Editorial Comment: Let’s do more to stem road carnage

In one sense the reduction of the Easter weekend death toll to 10 people is good news, the number killed being just over half the number killed on our roads in the same weekend last year.

But when we look at those 10 people we quickly realise that the toll was 10 people too many.

The police had a lot of manpower on the highways, and this is one of the reasons why there was no major fatal accident on a main road. Most drivers are careful. The small minority who refuse to accept that the Highway Code lays down the law and offers many best practices can be cowed into submission by being pulled over by the police.

As we have said before, our law does lay down quite steep fines, jail terms and other penalties for traffic offences. The problem is not so much the need for harsher punishment for infringing the law but the need to catch those who break the rules.

The only legal improvement we see that would be useful is a points system, where points are awarded for the more minor infractions of the law and the licence suspended for a while when the total reaches 10 or 20 points.

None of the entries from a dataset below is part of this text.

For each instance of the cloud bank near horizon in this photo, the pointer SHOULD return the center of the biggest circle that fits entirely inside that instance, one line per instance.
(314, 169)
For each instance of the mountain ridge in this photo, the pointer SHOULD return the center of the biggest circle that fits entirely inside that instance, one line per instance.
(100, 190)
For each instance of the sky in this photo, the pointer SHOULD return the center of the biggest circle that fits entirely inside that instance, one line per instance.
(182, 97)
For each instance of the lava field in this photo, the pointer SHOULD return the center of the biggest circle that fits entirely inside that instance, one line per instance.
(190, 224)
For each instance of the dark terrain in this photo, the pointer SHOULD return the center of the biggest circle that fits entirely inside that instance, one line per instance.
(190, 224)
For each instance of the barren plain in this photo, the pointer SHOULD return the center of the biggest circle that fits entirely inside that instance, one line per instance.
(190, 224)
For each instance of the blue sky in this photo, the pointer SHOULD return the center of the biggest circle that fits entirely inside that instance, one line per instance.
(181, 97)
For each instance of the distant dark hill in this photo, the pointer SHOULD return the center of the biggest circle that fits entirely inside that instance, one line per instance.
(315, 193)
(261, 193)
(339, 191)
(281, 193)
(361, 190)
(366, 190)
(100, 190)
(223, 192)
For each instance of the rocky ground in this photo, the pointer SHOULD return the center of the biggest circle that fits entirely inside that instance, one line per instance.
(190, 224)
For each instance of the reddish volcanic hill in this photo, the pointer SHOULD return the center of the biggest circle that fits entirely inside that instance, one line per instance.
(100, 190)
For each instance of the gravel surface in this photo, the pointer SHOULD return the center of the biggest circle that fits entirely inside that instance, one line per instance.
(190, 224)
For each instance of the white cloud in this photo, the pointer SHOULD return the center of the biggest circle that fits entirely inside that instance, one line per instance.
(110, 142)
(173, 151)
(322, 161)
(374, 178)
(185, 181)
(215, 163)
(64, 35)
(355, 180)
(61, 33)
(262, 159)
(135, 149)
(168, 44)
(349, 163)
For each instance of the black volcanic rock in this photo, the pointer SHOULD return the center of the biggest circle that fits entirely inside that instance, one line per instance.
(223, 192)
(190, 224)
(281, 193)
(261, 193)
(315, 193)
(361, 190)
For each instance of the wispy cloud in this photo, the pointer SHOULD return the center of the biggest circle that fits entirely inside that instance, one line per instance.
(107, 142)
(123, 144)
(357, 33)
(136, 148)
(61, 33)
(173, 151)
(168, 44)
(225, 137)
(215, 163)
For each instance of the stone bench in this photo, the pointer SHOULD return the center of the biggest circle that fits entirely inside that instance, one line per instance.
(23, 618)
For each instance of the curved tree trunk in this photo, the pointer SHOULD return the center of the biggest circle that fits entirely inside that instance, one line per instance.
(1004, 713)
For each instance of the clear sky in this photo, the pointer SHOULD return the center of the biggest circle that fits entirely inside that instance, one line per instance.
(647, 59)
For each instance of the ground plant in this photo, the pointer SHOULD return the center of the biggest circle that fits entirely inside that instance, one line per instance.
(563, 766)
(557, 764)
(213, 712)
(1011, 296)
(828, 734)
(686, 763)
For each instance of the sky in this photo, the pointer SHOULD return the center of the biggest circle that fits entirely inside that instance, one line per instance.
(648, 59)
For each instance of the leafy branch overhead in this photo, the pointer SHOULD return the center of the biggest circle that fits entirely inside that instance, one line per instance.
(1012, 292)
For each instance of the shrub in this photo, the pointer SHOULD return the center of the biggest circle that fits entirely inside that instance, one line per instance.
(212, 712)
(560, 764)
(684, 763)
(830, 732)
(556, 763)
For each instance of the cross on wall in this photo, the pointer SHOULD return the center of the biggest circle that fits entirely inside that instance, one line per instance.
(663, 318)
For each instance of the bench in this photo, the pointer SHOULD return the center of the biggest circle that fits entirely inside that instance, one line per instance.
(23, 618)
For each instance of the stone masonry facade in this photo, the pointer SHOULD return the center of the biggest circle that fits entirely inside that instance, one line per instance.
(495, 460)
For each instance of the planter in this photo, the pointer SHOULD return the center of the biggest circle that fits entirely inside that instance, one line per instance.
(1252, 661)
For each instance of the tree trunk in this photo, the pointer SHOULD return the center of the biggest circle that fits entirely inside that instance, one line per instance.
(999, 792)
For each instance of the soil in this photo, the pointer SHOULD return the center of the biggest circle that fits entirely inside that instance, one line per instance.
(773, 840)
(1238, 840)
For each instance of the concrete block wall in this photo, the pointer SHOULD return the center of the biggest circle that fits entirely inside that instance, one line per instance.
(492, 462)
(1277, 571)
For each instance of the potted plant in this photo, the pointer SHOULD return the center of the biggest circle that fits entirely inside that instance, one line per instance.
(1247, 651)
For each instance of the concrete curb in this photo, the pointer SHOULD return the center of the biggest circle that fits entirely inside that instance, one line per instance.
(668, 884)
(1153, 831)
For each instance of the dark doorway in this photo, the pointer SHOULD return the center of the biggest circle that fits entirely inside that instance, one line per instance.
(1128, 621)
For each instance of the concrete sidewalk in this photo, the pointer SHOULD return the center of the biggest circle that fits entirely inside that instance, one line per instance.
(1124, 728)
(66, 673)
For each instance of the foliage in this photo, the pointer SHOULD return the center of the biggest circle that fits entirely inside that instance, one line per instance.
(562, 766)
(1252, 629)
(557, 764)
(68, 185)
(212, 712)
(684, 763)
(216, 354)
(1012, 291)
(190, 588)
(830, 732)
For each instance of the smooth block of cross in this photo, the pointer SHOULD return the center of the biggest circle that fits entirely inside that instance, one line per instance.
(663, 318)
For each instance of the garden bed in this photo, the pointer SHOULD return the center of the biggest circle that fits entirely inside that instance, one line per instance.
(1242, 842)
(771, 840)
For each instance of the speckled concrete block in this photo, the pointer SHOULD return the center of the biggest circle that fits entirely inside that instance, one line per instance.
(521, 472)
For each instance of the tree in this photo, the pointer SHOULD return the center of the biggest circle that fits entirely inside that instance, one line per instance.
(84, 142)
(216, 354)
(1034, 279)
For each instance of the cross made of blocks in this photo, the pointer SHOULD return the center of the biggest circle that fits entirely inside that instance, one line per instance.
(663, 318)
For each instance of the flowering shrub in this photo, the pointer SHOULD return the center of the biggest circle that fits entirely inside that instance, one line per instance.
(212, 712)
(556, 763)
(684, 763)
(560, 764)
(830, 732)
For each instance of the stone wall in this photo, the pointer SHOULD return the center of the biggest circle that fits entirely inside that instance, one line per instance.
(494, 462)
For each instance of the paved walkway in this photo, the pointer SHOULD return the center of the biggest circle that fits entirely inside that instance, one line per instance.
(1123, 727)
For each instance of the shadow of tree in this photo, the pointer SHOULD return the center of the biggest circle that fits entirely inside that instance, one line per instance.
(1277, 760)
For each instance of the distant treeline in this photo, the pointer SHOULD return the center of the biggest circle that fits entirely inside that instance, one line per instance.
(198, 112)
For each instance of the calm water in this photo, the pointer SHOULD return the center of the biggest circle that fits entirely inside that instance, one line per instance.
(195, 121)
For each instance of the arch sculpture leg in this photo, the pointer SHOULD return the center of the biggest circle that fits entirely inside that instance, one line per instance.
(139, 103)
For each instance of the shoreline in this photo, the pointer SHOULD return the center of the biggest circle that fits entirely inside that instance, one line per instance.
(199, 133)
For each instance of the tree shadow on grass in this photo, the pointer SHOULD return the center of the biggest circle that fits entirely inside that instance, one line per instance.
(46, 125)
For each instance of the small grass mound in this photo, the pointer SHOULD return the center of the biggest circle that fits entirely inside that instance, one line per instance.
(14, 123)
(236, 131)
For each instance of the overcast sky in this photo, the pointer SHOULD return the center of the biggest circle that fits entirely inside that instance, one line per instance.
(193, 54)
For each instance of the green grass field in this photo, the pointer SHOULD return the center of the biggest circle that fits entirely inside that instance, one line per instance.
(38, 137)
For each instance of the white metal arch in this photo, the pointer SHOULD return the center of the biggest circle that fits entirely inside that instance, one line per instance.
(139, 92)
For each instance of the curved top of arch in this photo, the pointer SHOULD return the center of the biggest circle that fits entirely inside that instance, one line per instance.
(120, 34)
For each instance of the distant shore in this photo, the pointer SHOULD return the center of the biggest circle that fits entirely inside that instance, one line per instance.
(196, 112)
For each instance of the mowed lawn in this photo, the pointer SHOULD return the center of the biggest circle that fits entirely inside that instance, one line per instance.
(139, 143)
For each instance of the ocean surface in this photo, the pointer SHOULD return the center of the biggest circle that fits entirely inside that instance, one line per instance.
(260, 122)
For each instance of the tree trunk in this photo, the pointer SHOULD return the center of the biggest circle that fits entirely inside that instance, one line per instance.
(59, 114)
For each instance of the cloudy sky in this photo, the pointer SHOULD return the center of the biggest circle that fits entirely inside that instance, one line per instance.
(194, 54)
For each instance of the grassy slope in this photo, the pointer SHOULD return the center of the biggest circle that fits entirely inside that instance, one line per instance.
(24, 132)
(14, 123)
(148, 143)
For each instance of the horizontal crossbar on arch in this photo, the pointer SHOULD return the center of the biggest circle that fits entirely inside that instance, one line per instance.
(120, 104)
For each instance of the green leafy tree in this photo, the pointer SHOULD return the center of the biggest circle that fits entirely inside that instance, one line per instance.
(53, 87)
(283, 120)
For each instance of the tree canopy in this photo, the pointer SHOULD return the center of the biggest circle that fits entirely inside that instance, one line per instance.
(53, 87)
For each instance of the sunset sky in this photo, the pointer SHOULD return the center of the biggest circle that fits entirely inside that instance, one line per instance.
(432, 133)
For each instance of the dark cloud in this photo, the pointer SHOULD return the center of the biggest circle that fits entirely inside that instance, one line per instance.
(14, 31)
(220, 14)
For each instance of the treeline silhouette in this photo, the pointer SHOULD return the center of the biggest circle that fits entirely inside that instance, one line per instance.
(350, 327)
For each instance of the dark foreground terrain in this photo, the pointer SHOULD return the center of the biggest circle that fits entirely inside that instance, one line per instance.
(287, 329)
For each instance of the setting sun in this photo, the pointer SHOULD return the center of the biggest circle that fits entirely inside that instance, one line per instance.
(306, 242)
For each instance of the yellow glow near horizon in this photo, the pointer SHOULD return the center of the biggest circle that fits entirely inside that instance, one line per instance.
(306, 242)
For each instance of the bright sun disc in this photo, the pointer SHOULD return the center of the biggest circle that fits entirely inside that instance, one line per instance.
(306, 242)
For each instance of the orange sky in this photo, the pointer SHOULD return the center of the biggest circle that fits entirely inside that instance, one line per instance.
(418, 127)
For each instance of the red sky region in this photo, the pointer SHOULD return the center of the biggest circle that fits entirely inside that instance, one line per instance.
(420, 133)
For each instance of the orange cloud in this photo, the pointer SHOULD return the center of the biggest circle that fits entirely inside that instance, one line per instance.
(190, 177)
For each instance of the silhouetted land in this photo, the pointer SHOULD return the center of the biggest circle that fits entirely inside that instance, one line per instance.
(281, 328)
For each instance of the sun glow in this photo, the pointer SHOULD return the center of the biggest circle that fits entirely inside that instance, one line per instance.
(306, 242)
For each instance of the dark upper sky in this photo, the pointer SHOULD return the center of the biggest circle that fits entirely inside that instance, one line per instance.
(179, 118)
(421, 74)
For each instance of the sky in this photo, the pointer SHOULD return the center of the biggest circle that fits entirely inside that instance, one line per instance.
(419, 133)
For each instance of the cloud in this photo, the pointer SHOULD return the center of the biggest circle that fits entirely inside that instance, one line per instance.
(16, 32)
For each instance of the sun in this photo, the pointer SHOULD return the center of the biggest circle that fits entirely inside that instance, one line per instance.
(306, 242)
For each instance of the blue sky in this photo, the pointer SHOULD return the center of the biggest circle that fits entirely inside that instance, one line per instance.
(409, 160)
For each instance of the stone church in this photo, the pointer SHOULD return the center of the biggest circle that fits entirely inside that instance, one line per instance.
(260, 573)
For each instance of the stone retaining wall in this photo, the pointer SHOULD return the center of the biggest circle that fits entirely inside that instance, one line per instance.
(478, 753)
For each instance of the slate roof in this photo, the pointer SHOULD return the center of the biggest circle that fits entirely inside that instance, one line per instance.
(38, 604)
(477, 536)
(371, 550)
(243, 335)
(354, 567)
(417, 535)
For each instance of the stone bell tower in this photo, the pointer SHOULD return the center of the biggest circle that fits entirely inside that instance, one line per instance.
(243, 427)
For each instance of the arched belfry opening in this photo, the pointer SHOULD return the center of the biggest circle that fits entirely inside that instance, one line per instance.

The main improvement required is giving the police adequate resources to catch those who break the law. More speed traps, more patrolling cars or motorbikes, and a good supply of breathalysers would tame our roads rather quickly.

The need for this is seen in who was killed over the holiday. The police report that most of those who died were pedestrians hit by vehicles on minor urban roads. We all know the problems.

Drivers complain that there are many pedestrians wearing dark clothes, walking on the edge of the road instead of the verge, walking with their backs to the traffic, and late at night quite often being a bit unsteady on their feet.

Pedestrians complain that many cars are going far too fast, that the verges are impassible being under long grass and weeds, and that, late at night, many drivers are fairly obviously well over the alcohol limit.

Everyone needs to be more careful. Improvements are possible. There was a time when every year a fair number of cyclists were killed at night. Security companies and the publishing houses who use cyclists to deliver newspapers then issued cheap reflective vests. Suddenly the death toll dropped dramatically. Drivers could see cyclists.

We need campaigns to help our pedestrians stay alive. If they wore a reflective sash or vest, or even just had a large white hanky in their hand, and walked facing oncoming traffic, then fewer would be hit. Drivers need to be far more alert about pedestrians. It is odd that someone can pass driving tests and be licensed without ever having a driving lesson at night. Many drivers are not aware of the dangers of night driving.

Random breathalyser testing has been found to be a really effective way of cutting accident rates, and especially night accidents, in many countries.

Once again it is a problem of police resources. A few extra cars cruising the back roads and pulling over the bad drivers while giving advice to dark-clothed pedestrians weaving their way on the left-side of the roads could help tremendously.

Even the cycle patrols could give that advice, and static roadblocks along roads leading from bars could be equipped with breathalysers.

It is noticeable that there are far fewer traffic police on the roads after dark than during day shift hours.

Cutting accident rates and death tolls on the roads is not going to be easy. It requires a long campaign. But we need that campaign. If we had the same accident rates as the countries with the toughest law enforcement, then we would lose about three people a month on our roads, and perhaps just one over Easter. It is possible.